The Golden Age in India was a period of escalated innovation and advancement in social, cultural, economic, political, religious and educational aspects. The reign of the Gupta Empire started from the 4th century and ended in the 6th century. It was during this period that peace prevailed in the region, which is a vital component of most institutional development in a country. Gupta had the strongest military, stable governance, and powerful rulers. The leaders used both aggressive force and marriage alliances to build and expand the empire. However, with subsequent leadership involving in internal disputes and other external factors lead to the collapse of the dynasty. The capital of the Empire was Pataliputra.
The Gupta Rulers
Prominent rulers of the Gupta Dynasty and their contributions and achievements in ushering in the Golden Age are:
Maharaja Sri Gupta (204 -280 CE)
He was the founder of the Gupta Dynasty, being a Hindu he planned the building of a temple strategically to collect revenues from the Buddhist pilgrims, which led to the economic growth of the Empire.
Maharaja Sri Ghatotkacha (280–319 CE)
He engaged in alliances with powerful families in the region through cross-cultural marriage like marriage to a Licchhavi princess. Through such alliances, he contributed to the political development of the Gupta Dynasty. His pursuit to enlarge the administrative region was enhanced by his son and heir Samudraupta
He was a man of great ability, a fighter, and a statesman. He conquered the immediate neighbors with his well-trained armed forces, therefore exerting control over the Indian Subcontinent. He possessed a powerful navy. He gained control of the primary source of income in the region, which gave him control of the North Indian trade, and the Ganges river basin. It is during his period of influence that the Golden Age of India expanded. Like his father, he enhanced the dynasty by allowing his son to marry a Naga princess, and at the same time his daughter was married to a Vatika king. By this, they were venturing into control of strategic geographical locations. He is mainly known for the art of coinage. He also tolerated other religions, unlike his predecessors. He was succeeded by his son Ramagupta, who was killed by Chandragupta II.
Chandragupta II (380–413/415 CE)
During his rule, the Gupta Dynasty reached its peak. He achieved his success by marital alliances and antagonistic policies by which he assassinated the enemy rulers when he went veiled as a queen. The large numbers of silver produced during his reign and the iron pillar of Delhi is a mark of his significant accomplishments.

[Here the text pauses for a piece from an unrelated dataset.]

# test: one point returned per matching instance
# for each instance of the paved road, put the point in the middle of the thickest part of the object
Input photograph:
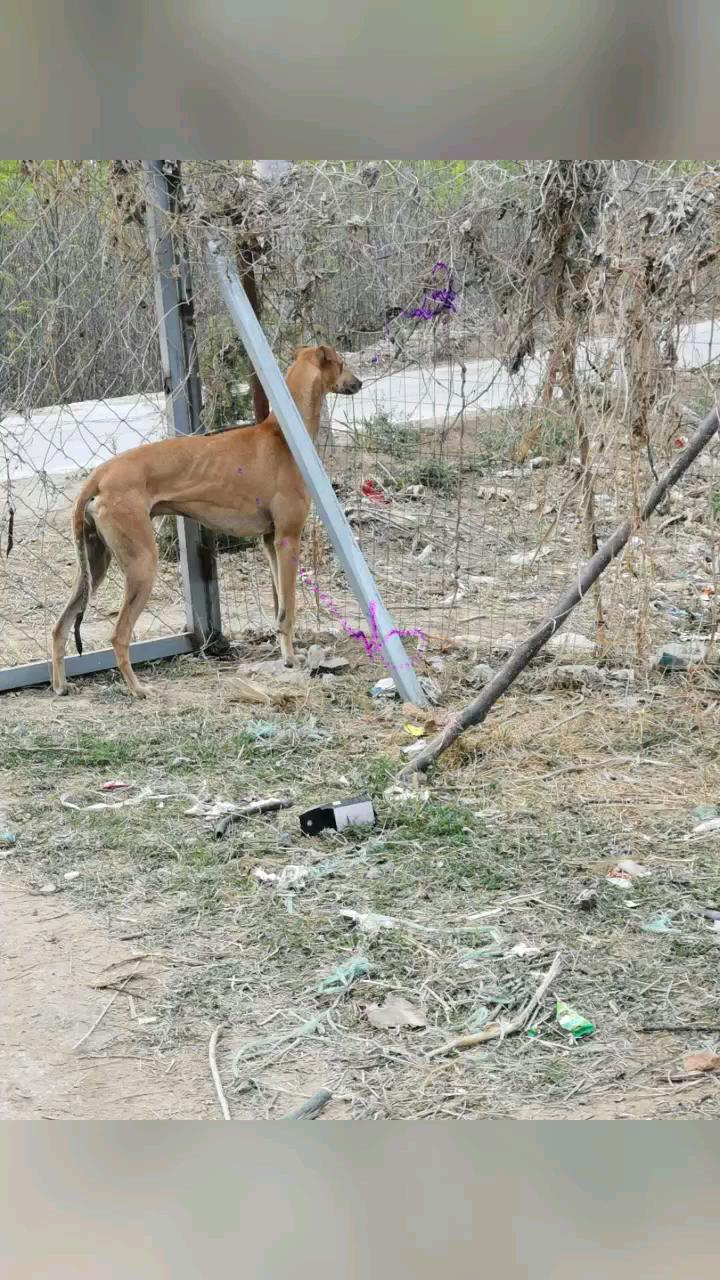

The Fall Of The Gupta Dynasty
After Chandragupta II, Gupta dynasty started going down. The economic, religion and political stability threatened by invaders from different faiths, such as Christians and Buddhists, external factors such as economic competition and internal rebellion, civil Wars, and the financial drain coupled with the weak leadership made Gupta dynasty weakened. Stability was compromised by all these factors leading to the final fall of the dynasty. However, some of the artistic of the Gupta dynasties still exist in India to date and act as tourist attraction sites.